# I cut it... OMG!



## Aurora North (Dec 27, 2016)

Not sure what came over me, but I put it through the resaw........

This was some African blackwood burl I bought from Steve Smith awhile back.

Surprisingly it cut pretty well through the resaw. Drift wasn't as bad as I thought it was going to be. It actually cut far easier than the waterfall bubinga slab I turned into thick veneer.

So, I had a present idea in my mind for my brother, but as soon as I started book and butt matching it I decided to turn it into a hall table top instead.

I'll send it through the wide belt sander to clean everything up and bring it to uniform thickness on Thursday with backer material and press it.

Going to need to order up some long pieces of straight grain ABW to build up the edge.

My heart was pounding the whole way through.













View attachment 119316

Reactions: EyeCandy! 3 | Way Cool 6


----------



## Aurora North (Dec 27, 2016)

I'm thinking of going with the first match rather than the second. 

The center strip will be veneered with karelian birch veneer or some other light cream colored burl I'm thinking. I do have some curly ebony veneers though that are jet black and might look okay. Have to play with it and put my thinking beer on. 

thoughts and opinions always welcome. This one is just a fun side project.

Reactions: Like 1 | Way Cool 1


----------



## SENC (Dec 27, 2016)

Can't wait to watch this! My initial reaction was dark rather than light in the middle, like more abw or a jet black ebony.

Reactions: Like 1


----------



## Aurora North (Dec 27, 2016)

I'll have to pull out the veneers tomorrow when I get back to the shop. I have some jet black curly ebony veneer and the Karelian birch I just pulled out for a client for another bed project. 

I'm taking it all out anyhow because I'm using the ebony for my brothers late Christmas/ birthday present instead of the ABW. Should have more than enough for both. 

I'm going to have research what adhesive to laminate with. The ABW is oily so I'm thinking sand with 60g on the back side, acetone wipe, then adhesive, and press. I'm wonder if the catalyzed rigid glue I use for countertops is okay or if I should press with an epoxy. 

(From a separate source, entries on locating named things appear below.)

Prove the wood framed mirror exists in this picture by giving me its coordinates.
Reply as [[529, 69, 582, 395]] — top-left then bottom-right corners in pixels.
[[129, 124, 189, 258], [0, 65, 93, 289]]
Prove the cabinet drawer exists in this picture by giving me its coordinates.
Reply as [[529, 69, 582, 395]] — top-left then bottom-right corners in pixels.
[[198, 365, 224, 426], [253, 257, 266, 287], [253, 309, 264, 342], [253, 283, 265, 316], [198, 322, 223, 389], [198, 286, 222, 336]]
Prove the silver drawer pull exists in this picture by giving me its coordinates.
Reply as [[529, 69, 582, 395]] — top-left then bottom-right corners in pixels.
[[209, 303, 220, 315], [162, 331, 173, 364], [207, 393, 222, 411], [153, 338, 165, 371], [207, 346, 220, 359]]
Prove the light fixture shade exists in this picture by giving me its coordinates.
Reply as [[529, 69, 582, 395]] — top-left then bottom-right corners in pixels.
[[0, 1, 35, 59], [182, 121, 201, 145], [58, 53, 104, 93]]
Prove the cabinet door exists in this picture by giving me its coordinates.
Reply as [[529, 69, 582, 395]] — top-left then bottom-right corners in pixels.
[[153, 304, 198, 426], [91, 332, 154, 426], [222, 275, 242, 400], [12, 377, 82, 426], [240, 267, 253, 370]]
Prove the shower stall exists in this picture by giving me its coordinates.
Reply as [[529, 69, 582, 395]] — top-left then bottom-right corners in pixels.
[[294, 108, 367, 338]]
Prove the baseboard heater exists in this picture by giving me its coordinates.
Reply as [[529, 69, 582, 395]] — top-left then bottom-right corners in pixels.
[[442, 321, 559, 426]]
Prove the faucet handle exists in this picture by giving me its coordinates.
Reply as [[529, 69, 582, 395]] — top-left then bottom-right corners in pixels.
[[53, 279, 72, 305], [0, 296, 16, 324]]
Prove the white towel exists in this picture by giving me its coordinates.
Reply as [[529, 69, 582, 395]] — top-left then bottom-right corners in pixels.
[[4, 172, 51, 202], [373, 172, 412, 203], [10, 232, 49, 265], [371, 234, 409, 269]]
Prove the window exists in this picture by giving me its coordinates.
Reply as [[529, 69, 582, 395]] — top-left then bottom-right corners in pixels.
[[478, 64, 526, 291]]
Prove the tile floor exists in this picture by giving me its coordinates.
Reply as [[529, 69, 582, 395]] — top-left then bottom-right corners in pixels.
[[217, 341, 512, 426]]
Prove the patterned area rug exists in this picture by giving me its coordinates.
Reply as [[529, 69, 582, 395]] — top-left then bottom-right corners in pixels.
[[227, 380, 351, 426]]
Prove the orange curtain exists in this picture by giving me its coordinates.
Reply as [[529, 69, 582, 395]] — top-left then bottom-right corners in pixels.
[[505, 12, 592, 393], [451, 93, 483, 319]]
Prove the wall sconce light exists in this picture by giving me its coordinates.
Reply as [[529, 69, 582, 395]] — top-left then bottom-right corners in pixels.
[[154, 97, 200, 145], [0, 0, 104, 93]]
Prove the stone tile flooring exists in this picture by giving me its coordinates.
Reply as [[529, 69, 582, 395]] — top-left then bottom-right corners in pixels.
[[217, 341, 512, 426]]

@Steve Smith any thoughts on adhesive? Also... Have any more of this burl?


----------



## Steve Smith (Dec 27, 2016)

I think that if you are looking at using it for veneer then unibond would probably be my first choice. I've used ABW in segmented turning and have no qualms about using any type of glue on it provided I glue it up right after getting a fresh sanded surface, but veneering might be more sensitive to adhesive types and I believe that urea formaldehyde glues can be used on anything successfully, but someone with more knowledge would be better able to answer it.

Reactions: Useful 1


----------



## TimR (Dec 27, 2016)

I've been pretty lucky with glue ups on pepper mills using Titebond 2, after an acetone wipe...curious about other options.


----------